I loved this challenge, and I was happy to not actually be there as a judge, but rather as a diner, as an observer, and as a fan. Without having to worry about who did “better” than the rest, I could just focus on the food and, even more, on the insight into each chef’s culinary life. Who these great chefs thought they were.   

I loved the way Douglas’s first thoughts were to his formative cooking experience, the first dish he remembers making in a restaurant, and how it became his mussel billi bi soup. I once had a version of that soup at his restaurant Cyrus in 2007. It had so much mussel flavor I can still taste it. To taste it at finale was, for me, like the past come back to life. And for him, someone now so inspired by the lightness of Japan, to reach back to the glories of a wallop of cream and brine… it felt like he was starting the meal by going back to his roots. 

I loved the way Bryan went in another direction, going to the first dish he ever cooked for his wife.
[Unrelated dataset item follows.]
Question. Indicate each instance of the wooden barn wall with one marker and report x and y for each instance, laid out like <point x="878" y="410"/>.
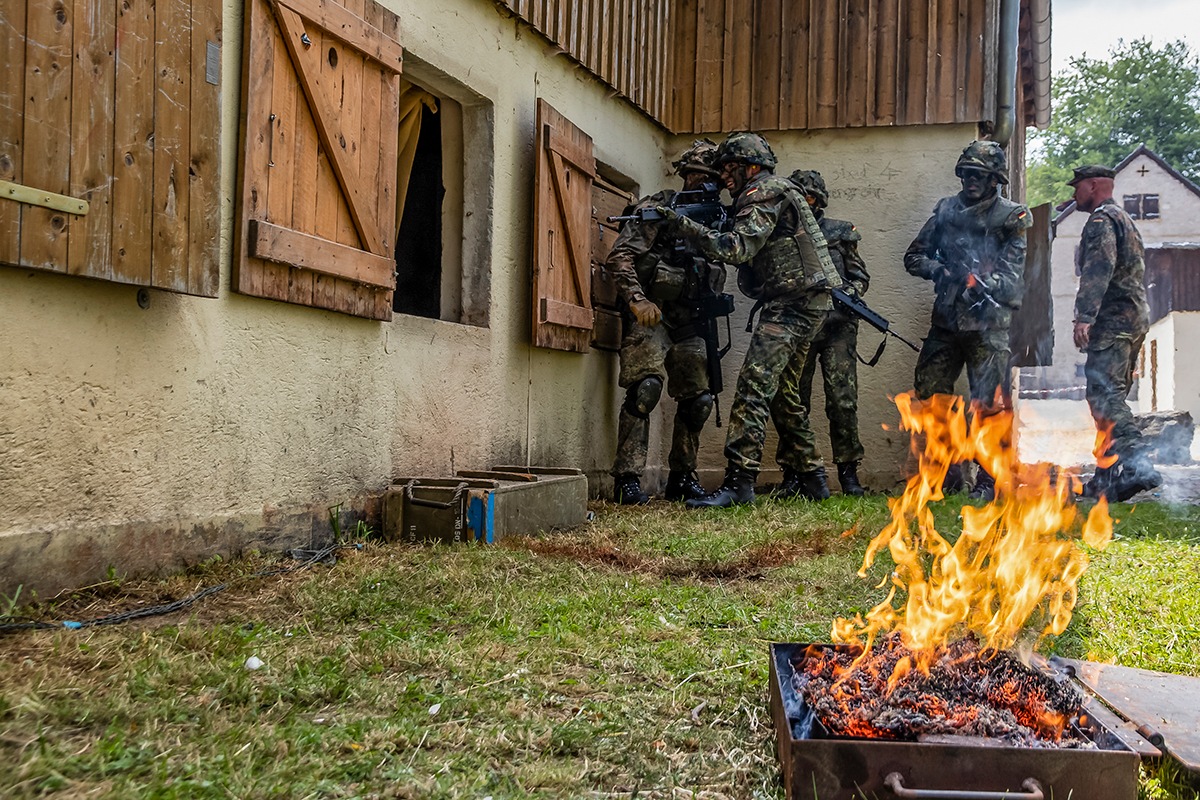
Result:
<point x="774" y="65"/>
<point x="623" y="42"/>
I thought his dish was fantastic: the sweet subtlety of crab hovered over the grains and the egg yolk, but honestly, I also could’ve eaten the OG version of a sautéed chicken breast with crab and cream sauce. I kind of miss food with names like Chicken Chesapeake. Who will be the brave soul to bring back ye olde cruise liner food in their restaurant? But anyway, Bryan’s cooking impressed me through the whole season with its creativity and intelligence—I was shocked to realize he hadn’t actually won a challenge until the end—but it was so great to see, in the end, how grounded he feels in his emotional side as a person and as a chef. The dish was light; it felt full of possibility. You could tell his was cooking with the memory of being at the start of something, the excitement of it. 

And I loved it when Jen took the “something borrowed” part of the dinner as a chance to nod to her old mentor Wolfgang Puck, from when he was borrowing from Chinese cuisine at Chinois on Main. Her “Chinese duck with shiitake broth, eggplant, daikon, grilled bok choy, and duck wonton” was too busy, too over the top, too 1992… and just freaking awesome. Just like L.A., really. (I used to think that L.A. is stuck in the '80s and '90s, until I realized that, no, it’s just that in the '80s and '90s, the rest of the country was just trying to be like L.A.) I hadn’t had the pleasure of eating her food before Top Chef Masters, but I could see a direct line between what she was “borrowing” and her own food: it pulls flavors from a global palette—pulls them mightily, puts her back into it—to come up with thoroughly American dishes. Her cooking is so muscular, so full of umami and depth and, when she wants to use them, pungent spices. 

There were many other dishes that day: thrilling ones (Bryan’s white-on-white dessert), masterful ones (I mean, you try to wrap a piece of fish in individual noodle strands like Douglas did!), just bang-up delicious ones (Jen’s paella gnocchi. That is all.) But I most loved seeing into these chefs’ past and how they went from there to who they are today. I haven’t had a chance to talk with them yet, but I wonder which of them will say that writing the menu was easy. All three of these chefs were so good, their cooking so assured, I wouldn’t be surprised to hear that from all of them.